Zulke schaamteloze daden van minachting kunnen vermeden worden indien wij altijd grote waarde hechten aan het middel tot redding dat God geschonken heeft. Christelijke vergaderingen zijn een middel om onze achting op het juiste peil te houden. Aangezien Jehovah en Jezus op deze vergaderingen onzichtbaar aanwezig zijn, zullen dankbare christenen hen niet voor het hoofd stoten zoals de afvalligen doen, maar alles doen wat redelijkerwijs mogelijk is om geregeld aanwezig te zijn. — Vergelijk Maleachi 3:16; Matthéüs 18:20.

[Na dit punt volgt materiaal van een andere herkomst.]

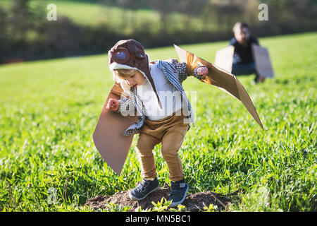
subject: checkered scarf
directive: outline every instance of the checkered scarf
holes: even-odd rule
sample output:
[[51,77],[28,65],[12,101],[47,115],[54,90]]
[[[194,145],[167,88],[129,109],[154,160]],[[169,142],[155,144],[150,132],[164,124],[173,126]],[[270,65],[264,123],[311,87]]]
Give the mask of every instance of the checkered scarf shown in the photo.
[[[186,102],[187,109],[189,112],[189,126],[192,123],[194,126],[194,112],[190,105],[189,100],[182,86],[182,83],[188,77],[186,73],[186,63],[178,63],[178,60],[172,59],[167,61],[158,61],[157,66],[163,70],[164,75],[168,80],[175,85],[176,89],[182,95],[182,100]],[[200,79],[201,78],[197,74],[197,69],[194,70],[194,76]],[[144,124],[146,116],[143,110],[143,105],[137,95],[137,88],[132,86],[130,90],[129,98],[123,97],[119,100],[119,109],[118,112],[124,113],[131,110],[131,107],[135,107],[137,110],[137,116],[138,121],[132,124],[123,133],[124,136],[130,136],[139,133],[141,127]]]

Wees daarom dankbaar voor wat Jezus voor u heeft gedaan. Oefen oprecht geloof in zijn loskoopoffer. Volg zijn voorbeeld na in de wijze waarop u anderen behandelt. Stel de aanbidding van zijn Vader, Jehovah God, op de eerste plaats in uw leven. Zo kunt u zeggen: „God zij gedankt voor zijn onbeschrijflijke vrije gave” van onverdiende goedheid door bemiddeling van Jezus. — 2 Korinthiërs 9:15.
[Voetnoten]
a Wij bevelen u bijvoorbeeld U kunt voor eeuwig in een paradijs op aarde leven aan, uitgegeven door de Watchtower Bible and Tract Society of New York, Inc.